Firstly, I think we shall leave classical greek views of female sexuality out of any contemporary discussion of female excision.
The fact the the WHO “knows” why this takes place is really irrelevan, and simply stokes the misguided fires of piety that flame from all corners of the “civilized” world. When a tribe that actively participates in female ritual excision decides to forego the practice, I will welcome it as a wise move by traditional tribe making a difficult transition to the 21st century.
Once more, the fact that you think you can judge these actions, only serves to illustrate that you know little about that upon which you expound.
jjimm, I’m a firm believer that morality is subjective. I’m even on record somewhere here on boards stating that we, sadly, do not possess god-given, inborn rights.

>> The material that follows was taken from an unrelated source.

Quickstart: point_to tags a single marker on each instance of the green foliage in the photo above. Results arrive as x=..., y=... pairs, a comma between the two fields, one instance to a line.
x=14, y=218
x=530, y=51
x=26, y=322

But rather than excuse any culturally motivated practice, this fact makes it imperative that we set down and protect rights. There isn’t going to be any stone tablet which provides them universally to all people.
There’s volumes written on how we codify rights in the absence of any universally recognized morality, but for the sake of simplicity here in the pit, we can at least make room for possibility that cutting off a young woman’s clit is a needless intrusion on her freedom, eh?
So now you also suggest that I am a bigot, however ‘unintentional’?
I can only restate something Waverly said in another post here. I decry the some practises of some cultures. Not the people involved. At no time did I suggest, in any way shape or form, that any person was sub-human. Where the fuck did you infer that from?
your posts come across like a first year sociology major.
I do, however, and I am unashamed by this, suggest that some practises (for example female gential mutilation) are less than human. They are a betrayal of humanity, a betrayal of any sense of the worth of human beings.
Now, as to your statement that there are circumstances under which you would interfere. Which way are you going to have it? Trying to both have your cake and eat it too?